Large Language Models for Information Retrieval
This survey investigates how Large Language Models (LLMs) are transforming the field of Information Retrieval (IR), moving beyond traditional keyword-based search to enable semantic understanding, conversational interactions, and end-to-end answer generation.

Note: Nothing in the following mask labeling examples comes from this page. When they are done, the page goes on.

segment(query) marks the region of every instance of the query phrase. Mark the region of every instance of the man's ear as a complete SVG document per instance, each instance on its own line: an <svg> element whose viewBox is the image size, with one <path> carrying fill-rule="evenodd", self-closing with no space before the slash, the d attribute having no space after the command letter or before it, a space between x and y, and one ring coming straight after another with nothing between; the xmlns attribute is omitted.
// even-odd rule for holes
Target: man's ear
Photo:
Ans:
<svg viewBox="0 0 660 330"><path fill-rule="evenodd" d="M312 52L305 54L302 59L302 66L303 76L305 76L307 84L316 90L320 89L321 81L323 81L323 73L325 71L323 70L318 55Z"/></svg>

LLMs integrate into each stage of the IR pipeline, enhancing capabilities and introducing new challenges.
Introduction
Search is no longer just about retrieving links. While classical IR focused on ranking documents, modern systems powered by LLMs understand, summarize, and directly answer user queries. Tools like Bing, Brave, Perplexity, and Gemini showcase this shift, providing instant summaries alongside search results.
Why This Survey Matters
LLMs not only generate text but also transform how information is accessed and retrieved. Classical IR—built on indexing and keyword matching—struggles to grasp user intent. In contrast, LLMs offer:
- Semantic understanding
- Conversational context
- End-to-end answer generation
From IR Pipeline to LLM-Enhanced Modules
The survey examines how LLMs augment each module of the traditional IR pipeline:
- Query Rewriter
- Retriever
- Reranker
- Reader
Each module benefits from LLM capabilities but also inherits challenges like hallucinations and efficiency trade-offs.
Background
Traditional IR uses:
- Keyword matching (e.g., BM25)
- Vector space models (e.g., cosine similarity)
- Statistical language models
Neural IR improves on this with dense embeddings (e.g., BERT). LLMs go even further, enabling understanding and text generation.

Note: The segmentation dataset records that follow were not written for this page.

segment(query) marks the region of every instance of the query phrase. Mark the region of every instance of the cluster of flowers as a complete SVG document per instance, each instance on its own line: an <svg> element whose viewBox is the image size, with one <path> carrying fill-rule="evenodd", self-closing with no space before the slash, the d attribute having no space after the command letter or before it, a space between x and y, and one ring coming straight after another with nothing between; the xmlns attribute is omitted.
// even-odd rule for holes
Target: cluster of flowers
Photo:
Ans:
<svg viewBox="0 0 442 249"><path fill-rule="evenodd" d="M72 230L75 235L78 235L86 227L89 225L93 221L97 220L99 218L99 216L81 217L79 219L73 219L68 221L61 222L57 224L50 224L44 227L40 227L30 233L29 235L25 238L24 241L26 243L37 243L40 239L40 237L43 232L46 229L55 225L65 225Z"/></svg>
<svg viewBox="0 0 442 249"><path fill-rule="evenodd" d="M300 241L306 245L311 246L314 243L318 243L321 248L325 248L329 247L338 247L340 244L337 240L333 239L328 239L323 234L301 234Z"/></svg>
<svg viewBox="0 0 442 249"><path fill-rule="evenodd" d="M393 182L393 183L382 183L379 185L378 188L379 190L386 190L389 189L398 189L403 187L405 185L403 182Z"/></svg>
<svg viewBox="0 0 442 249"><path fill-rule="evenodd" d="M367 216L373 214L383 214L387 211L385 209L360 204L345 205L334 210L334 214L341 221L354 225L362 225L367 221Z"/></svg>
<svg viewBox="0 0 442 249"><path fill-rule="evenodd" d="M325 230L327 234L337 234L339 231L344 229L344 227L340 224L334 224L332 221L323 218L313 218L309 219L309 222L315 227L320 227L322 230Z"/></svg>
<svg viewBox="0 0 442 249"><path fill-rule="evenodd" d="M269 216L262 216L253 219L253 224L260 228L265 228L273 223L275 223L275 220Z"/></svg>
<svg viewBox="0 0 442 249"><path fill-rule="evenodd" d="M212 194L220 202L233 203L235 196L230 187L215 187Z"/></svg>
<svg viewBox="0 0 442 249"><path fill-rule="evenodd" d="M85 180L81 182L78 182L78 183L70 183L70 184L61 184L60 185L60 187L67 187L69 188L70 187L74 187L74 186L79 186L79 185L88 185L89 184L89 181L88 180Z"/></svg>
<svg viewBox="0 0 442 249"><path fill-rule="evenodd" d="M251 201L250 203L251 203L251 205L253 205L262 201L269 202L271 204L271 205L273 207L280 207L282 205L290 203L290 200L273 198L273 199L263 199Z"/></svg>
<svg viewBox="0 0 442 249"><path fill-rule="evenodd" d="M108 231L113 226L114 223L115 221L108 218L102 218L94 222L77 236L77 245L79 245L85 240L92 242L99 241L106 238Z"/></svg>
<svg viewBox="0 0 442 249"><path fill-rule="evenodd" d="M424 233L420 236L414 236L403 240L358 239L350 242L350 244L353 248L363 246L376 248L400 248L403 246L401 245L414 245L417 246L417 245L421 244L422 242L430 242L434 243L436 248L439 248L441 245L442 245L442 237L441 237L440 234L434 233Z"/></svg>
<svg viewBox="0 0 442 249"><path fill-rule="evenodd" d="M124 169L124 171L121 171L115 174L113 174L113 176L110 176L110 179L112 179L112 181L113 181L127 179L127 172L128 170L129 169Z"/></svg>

Large Language Models: A Quick Overview
LLMs are transformer-based models:
- Encoder-only (understanding)
- Decoder-only (generation)
- Encoder-decoder (flexible)
Learning styles:
- In-context learning
- Fine-tuning
- RAG (retrieval-augmented generation)
Query Rewriting
Query rewriting is the first step in the IR pipeline, refining user queries. LLMs enhance this through:
- Prompting: zero/few-shot reformulation.
- Fine-tuning: domain-specific transformations.
- Knowledge distillation: compressing LLM capabilities into smaller models.
Query2Doc
Query2Doc reframes query rewriting as a text generation task using few-shot prompting (e.g., MSMARCO examples) to create pseudo-documents, improving retrieval performance by simulating relevant passages.
Concept Drift and Trade-Offs
LLMs may introduce unrelated details during rewriting (concept drift), diluting the original intent. Expansion may help weak retrievers but harm strong ones if the corpus diverges from training data. Query rewriting must balance quality with retriever performance.
Retriever
LLMs enhance retrieval via:
- Data augmentation: generating synthetic queries and relevance labels (e.g., InPairs, ART).
- Model enhancement: building dense retrievers (e.g., GTR, RepLLaMA) and generative retrievers (e.g., DSI, LLM-URL).
Reranker
Rerankers refine candidate documents:
- Supervised rerankers: fine-tuned on labeled data (e.g., monoBERT, T5, RankLLaMA).
- Unsupervised rerankers: use prompting to rank documents (pointwise, listwise, pairwise).
Reader
Readers generate answers from top-ranked documents:
- Passive Readers: receive documents from the retriever and generate answers (e.g., RAG, RETRO, FLARE).
- Active Readers: autonomously generate follow-up queries (e.g., Self-Ask).
- Compressors: reduce content for LLM input (e.g., LeanContext, TCRA).
Retrieval-Augmented Generation (RAG)
RAG combines retriever and generator in one architecture, balancing factual grounding with fluent generation. However, it risks hallucinations if the retriever’s context is insufficient.
Search Agents
LLM search agents like WebGPT and ReAct emulate human browsing, searching and synthesizing information autonomously. They represent the frontier of interactive search.
Conclusion
LLMs are reshaping IR across all components, offering more interactive, personalized, and factual information access. Future work should address personalization, efficiency, and factuality.
References
- Yutao Zhu, Huaying Yuan, Shuting Wang, Jiongnan Liu, Wenhan Liu, Chenlong Deng, Haonan Chen, Zheng Liu, Zhicheng Dou, and Ji-Rong Wen. Large Language Models for Information Retrieval: A Survey. 2024. arXiv:2308.07107.